March 4 (Bloomberg) -- A Hong Kong government-appointed working group recommended that HK$220 billion ($28 billion) of reserves from land sales be turned into a savings fund to help tackle projected fiscal deficits.
The Working Group on Long-Term Fiscal Planning suggested that the government set up the fund as soon as possible and contribute a fixed percentage of its surplus for at least 10 years, according to its report released yesterday.
The group is urging Financial Secretary John Tsang to take measures to start saving for future generations, expand the revenue base, curtail spending and improve management of assets. Hong Kong’s aging population will help drive a 5.3 percent annual government expenditure increase through 2041, outstripping the 4.4 percent nominal economic growth, according to the report.

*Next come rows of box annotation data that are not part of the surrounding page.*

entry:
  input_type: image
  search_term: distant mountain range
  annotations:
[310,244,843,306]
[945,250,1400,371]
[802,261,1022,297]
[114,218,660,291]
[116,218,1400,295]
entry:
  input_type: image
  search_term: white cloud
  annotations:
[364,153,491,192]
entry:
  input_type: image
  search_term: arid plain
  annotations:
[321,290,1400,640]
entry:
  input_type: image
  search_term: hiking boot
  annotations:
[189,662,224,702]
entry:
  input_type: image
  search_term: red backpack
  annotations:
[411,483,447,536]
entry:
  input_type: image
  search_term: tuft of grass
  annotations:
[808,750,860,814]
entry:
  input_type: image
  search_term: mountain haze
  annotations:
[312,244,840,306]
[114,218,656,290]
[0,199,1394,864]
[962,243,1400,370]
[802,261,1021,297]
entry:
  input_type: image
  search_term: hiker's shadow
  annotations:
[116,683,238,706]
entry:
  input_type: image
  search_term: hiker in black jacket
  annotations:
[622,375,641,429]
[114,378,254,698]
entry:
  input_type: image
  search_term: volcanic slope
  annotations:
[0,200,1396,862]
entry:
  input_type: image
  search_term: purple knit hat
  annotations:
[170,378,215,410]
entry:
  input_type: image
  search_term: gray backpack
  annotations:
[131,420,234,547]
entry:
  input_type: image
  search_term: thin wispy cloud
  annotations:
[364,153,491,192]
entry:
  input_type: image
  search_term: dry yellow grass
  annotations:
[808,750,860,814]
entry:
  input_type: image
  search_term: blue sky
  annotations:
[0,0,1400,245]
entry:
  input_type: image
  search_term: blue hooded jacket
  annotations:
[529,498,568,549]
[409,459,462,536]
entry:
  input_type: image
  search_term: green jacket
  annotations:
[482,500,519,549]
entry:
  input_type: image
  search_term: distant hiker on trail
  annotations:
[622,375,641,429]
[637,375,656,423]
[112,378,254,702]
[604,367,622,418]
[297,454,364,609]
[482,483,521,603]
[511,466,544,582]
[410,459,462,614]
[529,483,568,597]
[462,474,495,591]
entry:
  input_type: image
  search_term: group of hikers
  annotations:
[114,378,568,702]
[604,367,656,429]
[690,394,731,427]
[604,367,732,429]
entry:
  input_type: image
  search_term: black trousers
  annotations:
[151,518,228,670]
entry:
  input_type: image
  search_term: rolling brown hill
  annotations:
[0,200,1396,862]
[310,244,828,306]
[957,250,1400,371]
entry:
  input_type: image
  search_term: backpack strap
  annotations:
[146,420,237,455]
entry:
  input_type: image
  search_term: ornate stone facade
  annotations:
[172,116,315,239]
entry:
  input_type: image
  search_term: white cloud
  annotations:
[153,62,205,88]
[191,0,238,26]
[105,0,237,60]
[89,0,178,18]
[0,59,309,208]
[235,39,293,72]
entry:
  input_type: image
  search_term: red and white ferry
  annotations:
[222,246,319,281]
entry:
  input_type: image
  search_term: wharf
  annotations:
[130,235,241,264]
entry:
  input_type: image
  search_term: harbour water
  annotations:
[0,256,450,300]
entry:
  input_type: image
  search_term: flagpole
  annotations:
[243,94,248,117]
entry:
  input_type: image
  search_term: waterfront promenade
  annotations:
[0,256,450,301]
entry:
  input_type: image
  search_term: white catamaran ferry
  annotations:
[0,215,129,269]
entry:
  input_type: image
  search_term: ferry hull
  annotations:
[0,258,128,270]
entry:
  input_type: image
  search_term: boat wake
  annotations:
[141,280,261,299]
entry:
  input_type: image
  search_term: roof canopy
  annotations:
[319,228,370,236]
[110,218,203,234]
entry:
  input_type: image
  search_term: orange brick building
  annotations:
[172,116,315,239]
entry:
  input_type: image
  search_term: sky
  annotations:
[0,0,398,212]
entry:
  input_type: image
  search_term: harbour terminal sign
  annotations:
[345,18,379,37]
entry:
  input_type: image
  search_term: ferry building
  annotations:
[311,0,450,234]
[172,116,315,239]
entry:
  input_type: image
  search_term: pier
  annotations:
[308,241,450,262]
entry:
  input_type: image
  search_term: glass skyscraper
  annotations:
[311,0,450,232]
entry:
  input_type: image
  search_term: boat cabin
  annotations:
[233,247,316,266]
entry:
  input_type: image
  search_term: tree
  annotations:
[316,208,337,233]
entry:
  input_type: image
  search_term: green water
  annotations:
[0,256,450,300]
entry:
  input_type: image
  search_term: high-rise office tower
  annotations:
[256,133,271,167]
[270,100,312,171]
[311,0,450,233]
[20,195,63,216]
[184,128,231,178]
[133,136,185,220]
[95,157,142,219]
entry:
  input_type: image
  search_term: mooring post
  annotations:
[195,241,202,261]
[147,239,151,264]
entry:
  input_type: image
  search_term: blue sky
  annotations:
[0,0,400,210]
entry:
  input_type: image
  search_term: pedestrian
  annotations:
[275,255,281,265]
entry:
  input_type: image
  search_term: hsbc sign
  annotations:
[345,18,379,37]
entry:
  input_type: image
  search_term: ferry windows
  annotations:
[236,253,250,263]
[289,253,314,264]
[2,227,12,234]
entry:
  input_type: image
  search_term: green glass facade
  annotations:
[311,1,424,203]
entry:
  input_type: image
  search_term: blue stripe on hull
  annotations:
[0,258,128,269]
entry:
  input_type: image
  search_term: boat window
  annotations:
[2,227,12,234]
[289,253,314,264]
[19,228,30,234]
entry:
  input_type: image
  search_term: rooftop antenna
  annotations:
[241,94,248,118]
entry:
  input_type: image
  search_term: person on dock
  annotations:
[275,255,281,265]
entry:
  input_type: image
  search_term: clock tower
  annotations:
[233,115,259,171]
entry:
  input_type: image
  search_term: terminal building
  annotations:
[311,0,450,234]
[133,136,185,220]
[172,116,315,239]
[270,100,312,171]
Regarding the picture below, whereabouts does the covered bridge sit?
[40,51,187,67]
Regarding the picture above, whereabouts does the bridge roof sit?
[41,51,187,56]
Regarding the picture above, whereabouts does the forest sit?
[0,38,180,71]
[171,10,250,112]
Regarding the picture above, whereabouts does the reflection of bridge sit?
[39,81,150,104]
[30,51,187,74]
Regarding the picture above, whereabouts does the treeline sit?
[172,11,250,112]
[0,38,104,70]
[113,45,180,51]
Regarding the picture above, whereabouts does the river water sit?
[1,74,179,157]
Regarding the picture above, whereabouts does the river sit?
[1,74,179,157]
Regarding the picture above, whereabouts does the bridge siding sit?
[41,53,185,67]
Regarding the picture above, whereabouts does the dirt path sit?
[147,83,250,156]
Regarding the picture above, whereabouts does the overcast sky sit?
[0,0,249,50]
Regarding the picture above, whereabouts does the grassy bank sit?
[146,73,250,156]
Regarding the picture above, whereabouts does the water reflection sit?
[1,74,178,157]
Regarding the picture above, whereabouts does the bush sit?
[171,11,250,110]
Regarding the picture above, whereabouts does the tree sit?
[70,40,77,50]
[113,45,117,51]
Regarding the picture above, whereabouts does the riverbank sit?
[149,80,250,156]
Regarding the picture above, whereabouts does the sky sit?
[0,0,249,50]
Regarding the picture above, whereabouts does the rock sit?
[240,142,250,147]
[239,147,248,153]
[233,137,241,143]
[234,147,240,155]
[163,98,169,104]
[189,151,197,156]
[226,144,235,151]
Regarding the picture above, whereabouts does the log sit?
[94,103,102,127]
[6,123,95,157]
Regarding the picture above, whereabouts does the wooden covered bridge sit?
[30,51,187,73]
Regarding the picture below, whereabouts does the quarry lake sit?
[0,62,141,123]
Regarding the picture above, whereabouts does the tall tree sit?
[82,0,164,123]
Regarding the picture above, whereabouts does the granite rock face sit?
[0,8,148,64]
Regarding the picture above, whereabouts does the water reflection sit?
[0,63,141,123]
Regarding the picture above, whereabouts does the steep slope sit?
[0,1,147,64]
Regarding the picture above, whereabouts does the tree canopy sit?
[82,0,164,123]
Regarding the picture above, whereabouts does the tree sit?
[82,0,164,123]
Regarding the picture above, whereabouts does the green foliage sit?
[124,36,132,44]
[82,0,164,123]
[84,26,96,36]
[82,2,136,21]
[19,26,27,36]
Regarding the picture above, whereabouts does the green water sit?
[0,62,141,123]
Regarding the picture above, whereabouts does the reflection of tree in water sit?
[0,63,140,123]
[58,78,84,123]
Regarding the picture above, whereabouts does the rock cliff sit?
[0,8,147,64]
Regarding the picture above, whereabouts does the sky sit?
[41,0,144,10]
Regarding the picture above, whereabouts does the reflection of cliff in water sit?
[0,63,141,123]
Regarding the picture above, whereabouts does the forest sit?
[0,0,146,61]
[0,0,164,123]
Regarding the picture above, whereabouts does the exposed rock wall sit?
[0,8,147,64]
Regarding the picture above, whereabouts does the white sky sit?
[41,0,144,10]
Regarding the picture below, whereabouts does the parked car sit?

“In view of the anticipated future spending pressure for Hong Kong, the working group recommends that the government should start saving for the future,” it said in the report.
A Land Fund Trust was set up in August 1986 to manage revenue from land sales between the Sino-British agreement in May 1985 to return the city to Chinese rule and the handover in July 1997, according to information posted on the website of the Hong Kong Monetary Authority. Money from the trust was transfered into the existing Land Fund in 1997.
The Future Fund, which is what the working group called the proposed fund, should be set up with the HK$220 billion in the Land Fund. With the government contributing one-third of its future budget surpluses, and a projected 5 percent annual investment return, the fund could swell to about HK$510 billion in 10 years if it’s set up in the 2015 fiscal year.
That would represent about 15 percent of the city’s nominal economy, the group said. It also recommended that the fund not be drawn down for a number of years.
The Land Fund has served as a de-facto standby facility for the government since the 1998 fiscal year, and has no designated expenditure, the group said. It has investment returns, the group said, without giving details.
The government made two withdrawals from the fund worth HK$160 billion in the 2004 and 2005 fiscal years to cover budget deficits, the report said. The city’s financial secretary needs the approval of legislators to draw down the money.